October 13, 2013

Waking up he felt around and grasped fur instead of skin, the fluffy white kind that tells you that everything will be alright. They had always been together, it seemed, or rather the time before she pranced into his life seemed like a mere tracing of a mid-afternoon shadow. Then a girl joined their wolf pack, suddenly and for a long while. Long enough, at least, that she felt like she would always have things to tell him, that the electric spark of hand on collar bone will never fade, that they’re standing close like this because they’ve done this all the time, for years.

The first time they spent the night together they played a game of tracing faces, as if all light had been sucked from the world and they were left to memorize one another by touch. She remembers his body in the throat of a linen flower, her fingers learning how to move in nimble ways she never knew. He couldn’t help but love her then.

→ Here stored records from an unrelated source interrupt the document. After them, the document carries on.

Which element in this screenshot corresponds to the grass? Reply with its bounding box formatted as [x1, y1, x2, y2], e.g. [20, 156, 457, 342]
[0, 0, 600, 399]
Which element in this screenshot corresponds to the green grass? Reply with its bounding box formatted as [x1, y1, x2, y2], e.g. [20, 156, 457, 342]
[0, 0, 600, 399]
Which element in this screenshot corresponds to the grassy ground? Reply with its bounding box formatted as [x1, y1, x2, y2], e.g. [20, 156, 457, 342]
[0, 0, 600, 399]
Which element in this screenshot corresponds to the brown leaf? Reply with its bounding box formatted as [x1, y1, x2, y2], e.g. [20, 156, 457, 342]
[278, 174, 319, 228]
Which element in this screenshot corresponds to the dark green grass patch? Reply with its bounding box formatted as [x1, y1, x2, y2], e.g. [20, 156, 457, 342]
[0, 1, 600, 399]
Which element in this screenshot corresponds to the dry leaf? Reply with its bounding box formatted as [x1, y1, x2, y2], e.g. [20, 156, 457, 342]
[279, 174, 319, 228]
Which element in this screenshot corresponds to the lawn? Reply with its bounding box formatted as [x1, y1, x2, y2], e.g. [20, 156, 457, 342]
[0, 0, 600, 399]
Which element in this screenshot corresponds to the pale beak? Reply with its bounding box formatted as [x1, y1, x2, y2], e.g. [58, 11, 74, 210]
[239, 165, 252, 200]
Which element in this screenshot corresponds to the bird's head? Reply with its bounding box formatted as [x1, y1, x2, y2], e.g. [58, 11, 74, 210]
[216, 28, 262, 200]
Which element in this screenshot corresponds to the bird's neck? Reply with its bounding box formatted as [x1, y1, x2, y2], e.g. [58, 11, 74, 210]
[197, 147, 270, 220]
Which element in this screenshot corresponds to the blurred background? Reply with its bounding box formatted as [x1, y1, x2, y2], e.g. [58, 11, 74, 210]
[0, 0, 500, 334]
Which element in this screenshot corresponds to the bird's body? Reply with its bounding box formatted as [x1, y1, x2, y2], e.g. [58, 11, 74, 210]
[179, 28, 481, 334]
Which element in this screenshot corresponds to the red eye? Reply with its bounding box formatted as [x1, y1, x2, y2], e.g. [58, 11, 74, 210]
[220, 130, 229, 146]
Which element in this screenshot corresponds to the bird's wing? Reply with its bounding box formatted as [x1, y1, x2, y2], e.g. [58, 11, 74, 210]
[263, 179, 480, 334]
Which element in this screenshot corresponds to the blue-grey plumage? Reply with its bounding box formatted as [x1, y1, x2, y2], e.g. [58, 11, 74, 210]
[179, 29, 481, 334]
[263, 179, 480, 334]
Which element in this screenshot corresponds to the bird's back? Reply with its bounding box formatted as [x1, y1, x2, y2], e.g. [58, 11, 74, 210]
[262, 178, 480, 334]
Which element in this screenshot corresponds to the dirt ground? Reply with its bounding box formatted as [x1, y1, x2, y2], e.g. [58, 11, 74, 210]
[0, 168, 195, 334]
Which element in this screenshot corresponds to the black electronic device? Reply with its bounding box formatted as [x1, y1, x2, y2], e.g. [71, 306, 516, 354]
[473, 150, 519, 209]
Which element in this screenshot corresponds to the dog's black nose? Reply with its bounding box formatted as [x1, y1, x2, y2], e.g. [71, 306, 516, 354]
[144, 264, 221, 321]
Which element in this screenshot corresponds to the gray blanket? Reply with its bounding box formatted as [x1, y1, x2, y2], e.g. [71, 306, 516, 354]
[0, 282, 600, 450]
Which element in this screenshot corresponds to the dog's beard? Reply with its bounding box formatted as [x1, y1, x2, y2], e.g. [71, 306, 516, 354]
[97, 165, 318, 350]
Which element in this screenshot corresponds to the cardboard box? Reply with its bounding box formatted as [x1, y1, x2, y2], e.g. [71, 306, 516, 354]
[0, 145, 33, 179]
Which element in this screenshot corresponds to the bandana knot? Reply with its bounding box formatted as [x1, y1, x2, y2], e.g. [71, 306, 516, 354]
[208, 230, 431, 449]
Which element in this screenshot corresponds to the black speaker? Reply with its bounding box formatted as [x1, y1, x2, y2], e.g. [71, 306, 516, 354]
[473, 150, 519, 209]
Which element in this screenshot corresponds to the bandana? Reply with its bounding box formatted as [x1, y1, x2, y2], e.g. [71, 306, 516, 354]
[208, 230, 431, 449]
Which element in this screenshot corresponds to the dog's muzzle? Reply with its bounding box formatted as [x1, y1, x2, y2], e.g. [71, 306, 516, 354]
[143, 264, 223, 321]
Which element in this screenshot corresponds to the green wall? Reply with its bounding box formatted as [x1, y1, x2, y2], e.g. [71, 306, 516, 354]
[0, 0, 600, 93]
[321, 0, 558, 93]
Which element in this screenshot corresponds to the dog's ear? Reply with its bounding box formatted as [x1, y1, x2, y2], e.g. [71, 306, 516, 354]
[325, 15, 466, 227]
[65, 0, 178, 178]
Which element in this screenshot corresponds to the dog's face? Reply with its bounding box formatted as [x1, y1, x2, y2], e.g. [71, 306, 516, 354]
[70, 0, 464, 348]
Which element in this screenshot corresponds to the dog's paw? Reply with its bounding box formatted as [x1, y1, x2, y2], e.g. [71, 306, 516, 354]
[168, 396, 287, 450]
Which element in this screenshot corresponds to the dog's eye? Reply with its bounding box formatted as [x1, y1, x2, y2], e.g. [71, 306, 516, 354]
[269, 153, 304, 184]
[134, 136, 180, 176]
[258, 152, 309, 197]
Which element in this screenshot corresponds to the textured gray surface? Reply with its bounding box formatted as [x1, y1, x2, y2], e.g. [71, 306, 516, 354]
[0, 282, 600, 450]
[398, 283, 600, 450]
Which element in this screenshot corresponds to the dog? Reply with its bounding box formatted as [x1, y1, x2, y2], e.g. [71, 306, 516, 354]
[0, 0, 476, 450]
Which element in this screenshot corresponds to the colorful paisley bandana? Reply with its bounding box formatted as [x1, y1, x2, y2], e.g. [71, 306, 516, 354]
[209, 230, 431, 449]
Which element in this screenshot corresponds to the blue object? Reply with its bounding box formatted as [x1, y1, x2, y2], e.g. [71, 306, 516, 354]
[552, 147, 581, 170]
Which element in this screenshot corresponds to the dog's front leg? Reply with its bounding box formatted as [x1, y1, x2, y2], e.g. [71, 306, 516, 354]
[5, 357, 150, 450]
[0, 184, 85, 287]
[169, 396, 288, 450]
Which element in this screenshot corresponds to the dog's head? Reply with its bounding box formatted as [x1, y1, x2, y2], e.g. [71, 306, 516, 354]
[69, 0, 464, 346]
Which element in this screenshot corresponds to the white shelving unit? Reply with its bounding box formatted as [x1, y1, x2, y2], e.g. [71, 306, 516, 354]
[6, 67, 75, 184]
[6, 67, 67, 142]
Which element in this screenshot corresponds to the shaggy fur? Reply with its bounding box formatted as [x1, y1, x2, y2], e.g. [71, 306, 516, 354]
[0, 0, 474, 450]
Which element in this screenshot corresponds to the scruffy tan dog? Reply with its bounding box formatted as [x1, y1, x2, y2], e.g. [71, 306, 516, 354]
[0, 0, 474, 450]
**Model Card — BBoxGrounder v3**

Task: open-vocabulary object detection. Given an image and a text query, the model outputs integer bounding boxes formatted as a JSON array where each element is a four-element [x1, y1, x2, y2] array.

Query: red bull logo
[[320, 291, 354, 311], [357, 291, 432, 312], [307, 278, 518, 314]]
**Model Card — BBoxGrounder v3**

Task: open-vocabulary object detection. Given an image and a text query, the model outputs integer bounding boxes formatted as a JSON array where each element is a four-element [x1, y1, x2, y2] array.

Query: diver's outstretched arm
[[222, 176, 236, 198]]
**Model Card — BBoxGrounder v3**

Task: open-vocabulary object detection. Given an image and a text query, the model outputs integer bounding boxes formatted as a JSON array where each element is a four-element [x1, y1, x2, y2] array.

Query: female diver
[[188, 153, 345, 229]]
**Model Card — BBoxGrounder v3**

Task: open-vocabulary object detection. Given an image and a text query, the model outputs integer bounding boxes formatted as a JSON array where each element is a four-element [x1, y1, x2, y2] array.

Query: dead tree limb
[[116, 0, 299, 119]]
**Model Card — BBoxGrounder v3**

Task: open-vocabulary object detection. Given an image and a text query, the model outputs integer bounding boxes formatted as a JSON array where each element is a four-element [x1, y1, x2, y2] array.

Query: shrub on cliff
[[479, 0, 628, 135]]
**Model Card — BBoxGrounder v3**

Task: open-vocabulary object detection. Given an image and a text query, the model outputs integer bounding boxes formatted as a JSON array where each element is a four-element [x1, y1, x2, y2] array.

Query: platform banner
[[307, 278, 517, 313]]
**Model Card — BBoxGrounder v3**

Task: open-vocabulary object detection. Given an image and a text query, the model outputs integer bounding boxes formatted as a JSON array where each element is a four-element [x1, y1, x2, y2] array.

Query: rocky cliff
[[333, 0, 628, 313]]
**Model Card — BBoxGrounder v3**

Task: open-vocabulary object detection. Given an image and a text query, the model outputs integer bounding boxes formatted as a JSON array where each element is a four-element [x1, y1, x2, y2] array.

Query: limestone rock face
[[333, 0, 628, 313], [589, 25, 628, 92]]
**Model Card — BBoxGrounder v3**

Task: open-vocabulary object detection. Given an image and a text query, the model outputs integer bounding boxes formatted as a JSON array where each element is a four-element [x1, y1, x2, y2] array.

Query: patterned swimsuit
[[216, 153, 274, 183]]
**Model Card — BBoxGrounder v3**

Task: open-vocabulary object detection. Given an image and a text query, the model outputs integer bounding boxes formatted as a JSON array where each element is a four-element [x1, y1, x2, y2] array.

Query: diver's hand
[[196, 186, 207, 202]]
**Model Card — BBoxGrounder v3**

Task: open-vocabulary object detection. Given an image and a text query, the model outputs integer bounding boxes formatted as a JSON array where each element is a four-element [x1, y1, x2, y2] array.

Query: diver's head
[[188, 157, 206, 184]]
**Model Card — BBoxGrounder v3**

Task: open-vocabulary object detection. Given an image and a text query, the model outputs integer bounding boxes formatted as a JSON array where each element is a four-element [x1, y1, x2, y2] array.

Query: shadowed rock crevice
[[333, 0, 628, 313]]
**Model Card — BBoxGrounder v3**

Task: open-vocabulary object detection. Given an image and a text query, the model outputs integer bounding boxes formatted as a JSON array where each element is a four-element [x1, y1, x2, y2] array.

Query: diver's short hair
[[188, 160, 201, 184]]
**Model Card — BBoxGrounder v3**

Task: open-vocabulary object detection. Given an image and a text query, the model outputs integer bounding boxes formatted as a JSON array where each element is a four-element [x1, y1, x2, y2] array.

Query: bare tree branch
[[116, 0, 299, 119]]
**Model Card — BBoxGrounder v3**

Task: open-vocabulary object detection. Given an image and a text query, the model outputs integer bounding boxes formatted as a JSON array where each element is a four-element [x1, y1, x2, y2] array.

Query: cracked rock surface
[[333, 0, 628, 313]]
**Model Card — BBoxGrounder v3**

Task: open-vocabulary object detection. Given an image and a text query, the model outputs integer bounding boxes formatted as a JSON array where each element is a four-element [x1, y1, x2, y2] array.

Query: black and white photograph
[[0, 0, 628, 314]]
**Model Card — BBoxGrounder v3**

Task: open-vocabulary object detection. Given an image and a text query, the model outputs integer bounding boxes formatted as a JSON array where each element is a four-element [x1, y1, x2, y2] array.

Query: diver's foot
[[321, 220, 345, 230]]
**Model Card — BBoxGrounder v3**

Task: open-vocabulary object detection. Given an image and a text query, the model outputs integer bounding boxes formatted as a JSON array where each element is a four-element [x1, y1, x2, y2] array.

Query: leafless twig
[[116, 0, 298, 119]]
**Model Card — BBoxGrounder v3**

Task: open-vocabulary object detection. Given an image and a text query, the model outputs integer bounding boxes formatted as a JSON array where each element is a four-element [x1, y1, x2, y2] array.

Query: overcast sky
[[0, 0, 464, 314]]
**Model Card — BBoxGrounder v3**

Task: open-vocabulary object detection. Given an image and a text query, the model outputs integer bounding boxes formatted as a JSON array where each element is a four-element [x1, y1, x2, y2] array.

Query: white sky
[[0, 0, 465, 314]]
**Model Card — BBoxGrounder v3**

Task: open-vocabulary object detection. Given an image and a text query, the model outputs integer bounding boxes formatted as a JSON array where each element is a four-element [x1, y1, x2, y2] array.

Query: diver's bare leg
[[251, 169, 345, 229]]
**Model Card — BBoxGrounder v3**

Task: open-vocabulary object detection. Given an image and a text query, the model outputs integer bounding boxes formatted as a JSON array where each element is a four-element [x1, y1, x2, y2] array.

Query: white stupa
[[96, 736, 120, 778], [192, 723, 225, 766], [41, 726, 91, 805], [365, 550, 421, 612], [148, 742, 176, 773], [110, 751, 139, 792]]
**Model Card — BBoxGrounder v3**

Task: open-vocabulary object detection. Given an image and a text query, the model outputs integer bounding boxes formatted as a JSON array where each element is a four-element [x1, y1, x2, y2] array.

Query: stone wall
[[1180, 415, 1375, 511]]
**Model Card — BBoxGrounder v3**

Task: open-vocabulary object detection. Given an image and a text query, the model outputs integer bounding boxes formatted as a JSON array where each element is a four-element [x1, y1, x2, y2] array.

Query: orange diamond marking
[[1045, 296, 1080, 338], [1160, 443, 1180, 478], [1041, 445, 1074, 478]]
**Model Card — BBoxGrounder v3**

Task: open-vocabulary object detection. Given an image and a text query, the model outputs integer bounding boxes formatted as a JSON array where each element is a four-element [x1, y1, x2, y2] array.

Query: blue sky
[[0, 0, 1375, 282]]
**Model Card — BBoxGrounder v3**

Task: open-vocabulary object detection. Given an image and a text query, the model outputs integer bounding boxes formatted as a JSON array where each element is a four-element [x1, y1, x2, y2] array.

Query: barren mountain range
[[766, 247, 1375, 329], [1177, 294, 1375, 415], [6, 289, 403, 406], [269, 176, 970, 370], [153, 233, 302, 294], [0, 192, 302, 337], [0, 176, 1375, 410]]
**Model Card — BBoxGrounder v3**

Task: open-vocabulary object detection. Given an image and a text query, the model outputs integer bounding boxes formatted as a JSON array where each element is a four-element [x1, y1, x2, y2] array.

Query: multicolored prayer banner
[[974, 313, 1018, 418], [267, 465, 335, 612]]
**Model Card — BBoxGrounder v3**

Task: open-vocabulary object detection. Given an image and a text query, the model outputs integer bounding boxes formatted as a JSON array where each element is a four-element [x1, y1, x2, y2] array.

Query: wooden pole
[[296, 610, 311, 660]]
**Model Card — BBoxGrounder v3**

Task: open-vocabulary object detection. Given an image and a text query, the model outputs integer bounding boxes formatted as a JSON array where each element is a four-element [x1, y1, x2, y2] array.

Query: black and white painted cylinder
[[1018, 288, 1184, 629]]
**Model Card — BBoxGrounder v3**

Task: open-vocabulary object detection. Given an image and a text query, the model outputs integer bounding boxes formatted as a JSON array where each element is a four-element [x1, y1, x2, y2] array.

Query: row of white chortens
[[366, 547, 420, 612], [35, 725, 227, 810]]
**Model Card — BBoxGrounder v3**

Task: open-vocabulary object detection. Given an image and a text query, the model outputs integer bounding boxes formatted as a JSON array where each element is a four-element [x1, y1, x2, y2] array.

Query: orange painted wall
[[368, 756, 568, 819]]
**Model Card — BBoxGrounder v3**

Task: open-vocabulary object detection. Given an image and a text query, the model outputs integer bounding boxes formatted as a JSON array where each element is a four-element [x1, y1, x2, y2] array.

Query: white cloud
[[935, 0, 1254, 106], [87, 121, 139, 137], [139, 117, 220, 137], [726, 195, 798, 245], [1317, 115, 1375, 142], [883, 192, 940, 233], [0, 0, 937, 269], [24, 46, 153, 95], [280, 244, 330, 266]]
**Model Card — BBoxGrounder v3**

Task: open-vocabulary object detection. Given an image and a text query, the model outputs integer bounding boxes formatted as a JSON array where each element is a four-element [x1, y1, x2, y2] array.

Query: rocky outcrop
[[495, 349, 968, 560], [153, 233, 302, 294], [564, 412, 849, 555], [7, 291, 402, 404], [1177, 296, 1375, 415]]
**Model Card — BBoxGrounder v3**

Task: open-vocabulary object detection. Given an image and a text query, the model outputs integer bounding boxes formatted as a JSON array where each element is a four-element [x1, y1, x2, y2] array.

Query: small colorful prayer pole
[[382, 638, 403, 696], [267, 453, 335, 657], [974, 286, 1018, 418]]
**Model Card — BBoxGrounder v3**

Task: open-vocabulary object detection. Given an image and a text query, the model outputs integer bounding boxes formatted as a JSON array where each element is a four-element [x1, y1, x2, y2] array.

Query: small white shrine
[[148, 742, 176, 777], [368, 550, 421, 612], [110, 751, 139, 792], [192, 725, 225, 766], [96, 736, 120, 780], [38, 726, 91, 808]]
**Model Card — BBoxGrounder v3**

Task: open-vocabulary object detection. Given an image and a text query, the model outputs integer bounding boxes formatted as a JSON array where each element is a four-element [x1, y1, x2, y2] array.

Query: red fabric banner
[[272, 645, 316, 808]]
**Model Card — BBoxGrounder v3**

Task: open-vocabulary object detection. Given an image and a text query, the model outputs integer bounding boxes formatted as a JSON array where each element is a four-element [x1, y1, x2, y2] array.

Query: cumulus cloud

So when she says she knows how far away he is going, she’s not just measuring those obvious, map-green miles now. She’s thinking handspans across their bed in aching, years-old memory, of steps across a room whose air he took with him when he left. The bed that will move without her, waiting patiently until she can finally feel its happy springy bounce and see his full moon eyes lit up like the fourth of July in a cool forest beside a rushing river. She’s plotting the minefield that might just be everything he says or touches or sends her, and she’s waiting for the shrapnel flash, or else an explosion of woefully avoided light.

And now, 636 miles later, there is this sudden world outside of them. There is so much more water and strange birds and whole parks full of children whose faces and freckles they could not dream with twenty brains. There are fantastic chemical sunsets, and even when on a lovely bicycle ride she can never help but miss him, or whatever organ in her can’t shape a reason for how ludicrous and delusional and lonely everyone else seems outside the blueprint of this shared city inside of them.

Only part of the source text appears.